This deputy did have a cold. Everyone knows how miserable this can be and can interfere with cognition. He claims on page five this is why he could not tell what kind of substance was used to set the station wagon on fire!  Also, Kathleen told the author the deputy did not take notes and acted suspicious of her story. This is evident on page six.



On page six Deputy Ambrose relates that it was "doubtful" whether she was "forced" to stay with the suspect and that it was "not understood" by him "whether this is a kidnap"! Only one of Kathleen's statements was written down and that was how that when asked by Johns if he "always helped people out in this manner" he said that when he "got through with them they didn't need help anymore." Note the report says the driver made "very weird statements" (note the plural) and one of which was the aforementioned statement. Where are the quotes for the other "very weird statements"? Remember, Deputy Ambrose did not take notes while questioning Ms. Johns.

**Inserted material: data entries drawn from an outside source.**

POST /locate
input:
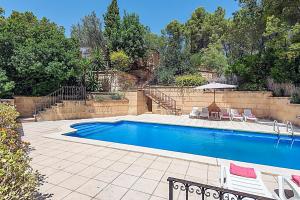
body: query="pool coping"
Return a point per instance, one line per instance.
(66, 128)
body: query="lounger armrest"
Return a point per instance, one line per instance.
(223, 176)
(281, 181)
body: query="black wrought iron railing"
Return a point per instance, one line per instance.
(65, 93)
(161, 98)
(204, 192)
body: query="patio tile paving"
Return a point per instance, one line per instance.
(128, 159)
(135, 170)
(73, 182)
(145, 185)
(103, 163)
(58, 177)
(92, 187)
(135, 195)
(75, 168)
(59, 192)
(82, 171)
(153, 174)
(111, 192)
(90, 172)
(144, 162)
(159, 165)
(77, 196)
(125, 180)
(119, 167)
(107, 176)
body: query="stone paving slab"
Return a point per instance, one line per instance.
(83, 171)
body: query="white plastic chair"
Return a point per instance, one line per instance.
(236, 115)
(242, 184)
(204, 113)
(194, 113)
(282, 181)
(248, 115)
(224, 114)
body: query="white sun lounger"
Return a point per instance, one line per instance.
(236, 115)
(194, 113)
(243, 184)
(224, 114)
(248, 115)
(282, 181)
(204, 113)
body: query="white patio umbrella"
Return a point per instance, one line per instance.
(214, 86)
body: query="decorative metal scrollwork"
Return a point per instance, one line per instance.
(208, 191)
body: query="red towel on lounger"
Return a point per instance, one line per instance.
(296, 179)
(242, 171)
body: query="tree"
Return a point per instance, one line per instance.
(120, 60)
(213, 58)
(89, 33)
(174, 59)
(6, 86)
(36, 55)
(18, 179)
(197, 37)
(112, 21)
(133, 36)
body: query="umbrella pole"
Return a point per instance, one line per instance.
(214, 95)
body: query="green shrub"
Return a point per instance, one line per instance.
(189, 80)
(99, 98)
(295, 98)
(17, 178)
(8, 116)
(117, 96)
(120, 60)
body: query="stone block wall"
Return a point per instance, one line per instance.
(81, 110)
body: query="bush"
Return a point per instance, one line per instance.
(17, 178)
(117, 96)
(120, 60)
(8, 116)
(295, 98)
(189, 80)
(99, 98)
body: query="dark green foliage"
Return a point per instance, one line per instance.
(174, 57)
(117, 96)
(112, 21)
(89, 33)
(17, 178)
(36, 55)
(6, 86)
(133, 37)
(295, 98)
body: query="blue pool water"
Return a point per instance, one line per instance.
(260, 148)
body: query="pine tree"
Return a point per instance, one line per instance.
(112, 21)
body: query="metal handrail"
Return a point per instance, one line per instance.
(275, 125)
(203, 191)
(289, 128)
(62, 94)
(161, 98)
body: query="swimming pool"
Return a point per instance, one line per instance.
(260, 148)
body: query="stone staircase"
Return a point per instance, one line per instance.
(162, 100)
(54, 100)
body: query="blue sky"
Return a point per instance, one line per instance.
(153, 13)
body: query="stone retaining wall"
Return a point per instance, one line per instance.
(81, 110)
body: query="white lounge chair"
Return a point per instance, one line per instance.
(242, 184)
(248, 115)
(194, 113)
(224, 114)
(204, 113)
(282, 181)
(234, 113)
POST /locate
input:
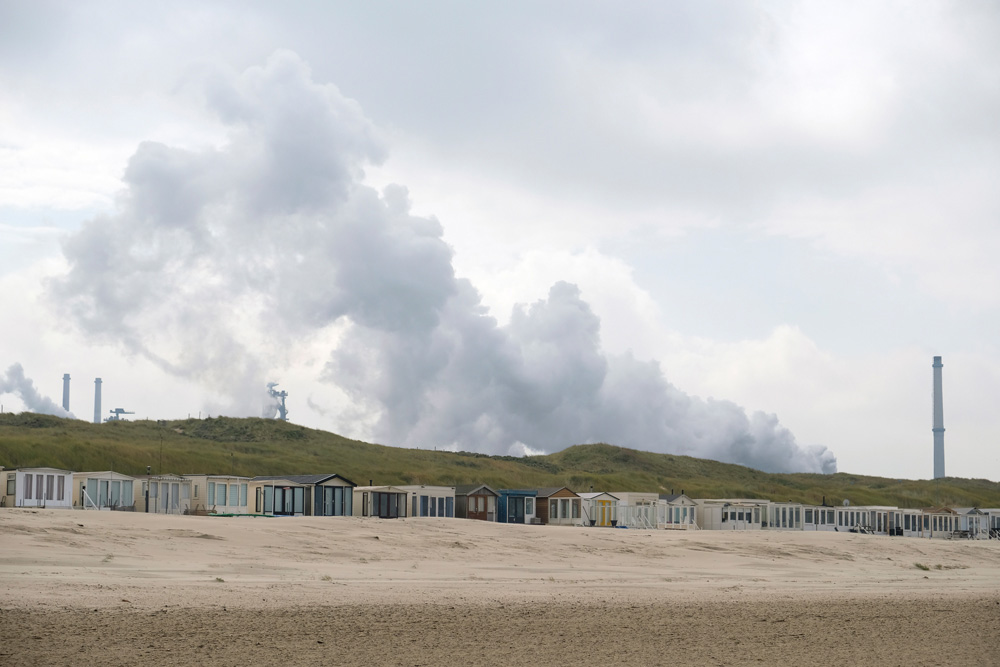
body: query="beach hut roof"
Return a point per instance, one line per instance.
(302, 479)
(469, 489)
(551, 491)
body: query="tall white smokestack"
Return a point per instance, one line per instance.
(97, 400)
(938, 421)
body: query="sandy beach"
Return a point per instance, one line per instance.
(117, 588)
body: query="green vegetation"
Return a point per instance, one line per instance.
(270, 447)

  So the deputy failed to take down all of the statements made by the stranger as given by Johns. She told the author she did tell the deputy that the driver made threats, two of which were about "throwing the baby out" and that she was "going to die."


This is police reporting at its worst!


  The deputy seemed to have wanted this incident to stay out of the kidnap category. The FBI would then be called in and lots of work, including paper work would have to be done. This was a very conservative community and it would then be subject to reporters and the like. Johnsí friend, as well as Kathleen, said that they seemed to have regarded her as a "hippie type." Her manner of dress was unorthodox to be sure, but this should never have interfered with a professional investigation. The Napa PD reports on Zodiac are far more detailed and fact filled than these.


These reports are dismal - at best!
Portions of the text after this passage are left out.